これは、局所麻酔を行って、がんが疑われる場所の一部(メラノーマの場合は全体)を標本として切り取り、顕微鏡でくわしく観察するものです。がんと診断された場合、さらに大きく切除して、詳細に検査することもあります。
がんが周囲の組織に広がっているか、転移しているかなどを調べるために、病変部の近くのリンパ節を切除したり、さまざまな画像診断を行います。これらの結果に基づいて、治療方針が決められます。
皮膚がんの標準的な治療方法
メラノーマ以外の皮膚がん(基底細胞がんおよび有棘細胞がん)に対しては、がんを完全に取り除くことを目標として治療します。

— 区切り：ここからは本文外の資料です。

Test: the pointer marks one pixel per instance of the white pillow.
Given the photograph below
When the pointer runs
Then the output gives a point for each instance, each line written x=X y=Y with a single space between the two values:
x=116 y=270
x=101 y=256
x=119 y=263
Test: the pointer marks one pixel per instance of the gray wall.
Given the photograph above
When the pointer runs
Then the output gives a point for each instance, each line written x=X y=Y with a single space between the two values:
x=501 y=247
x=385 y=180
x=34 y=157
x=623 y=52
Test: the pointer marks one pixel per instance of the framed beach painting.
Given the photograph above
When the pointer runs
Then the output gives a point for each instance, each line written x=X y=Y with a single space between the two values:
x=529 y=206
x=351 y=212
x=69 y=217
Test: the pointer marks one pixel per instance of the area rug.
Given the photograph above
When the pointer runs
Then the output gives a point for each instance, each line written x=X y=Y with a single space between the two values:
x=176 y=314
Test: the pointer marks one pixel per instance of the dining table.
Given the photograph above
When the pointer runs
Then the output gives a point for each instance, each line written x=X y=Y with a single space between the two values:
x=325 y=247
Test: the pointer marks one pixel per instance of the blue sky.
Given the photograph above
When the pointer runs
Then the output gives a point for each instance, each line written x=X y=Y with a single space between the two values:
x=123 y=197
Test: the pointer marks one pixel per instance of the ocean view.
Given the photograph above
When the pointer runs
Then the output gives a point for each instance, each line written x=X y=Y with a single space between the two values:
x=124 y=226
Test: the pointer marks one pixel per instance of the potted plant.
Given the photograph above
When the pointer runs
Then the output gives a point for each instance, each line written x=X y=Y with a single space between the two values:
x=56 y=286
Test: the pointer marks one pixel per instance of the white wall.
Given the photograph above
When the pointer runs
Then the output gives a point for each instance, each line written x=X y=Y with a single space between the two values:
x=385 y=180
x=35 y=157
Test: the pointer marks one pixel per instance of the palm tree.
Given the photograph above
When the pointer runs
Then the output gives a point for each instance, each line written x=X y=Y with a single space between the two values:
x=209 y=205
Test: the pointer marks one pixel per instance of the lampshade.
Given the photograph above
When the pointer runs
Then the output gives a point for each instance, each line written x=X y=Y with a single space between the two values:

最近では、顕微鏡下手術、凍結治療、レーザー手術などの新しい手術法によってがんの病巣を破壊し、手術後の外見があまり大きく変わらないようにすることもできます。手術後の傷が大きくなるときには、本人の背中や臀部の皮膚を移植することもあります。
これらの皮膚がんは、初期に発見して治療すれば、5年生存率は100パーセント近くなります。ただし、もっとも危険なメラノーマで、最初期に発見されなかった場合は治療法は異なります。
これは急速に広がる性質をもち、がんが生じた部位の周囲に何カ所か別のがん(衛星がん)が見られることが少なくありません。そこで、診断をかねて患部とその周囲を広く切除し、化学療法や放射線治療、免疫療法などを併用することになります。
メラノーマが近くのリンパ節まで広がっていると5年生存率は50パーセント以下、遠く離れた臓器に転移している場合には10パーセント以下です。
また治療を受けても、その後数カ月で再発しやすいとされています。メラノーマは例外的に、自然治癒するがんでもあります。これは人間の免疫力に関係していると見られるため、最近、いくつかの研究機関が相次いでおり、薬を使って免疫機能を回復するオプジーボなどの新薬も使われるようになりました。
以上、皮膚がんの検査と治療法についての解説でした。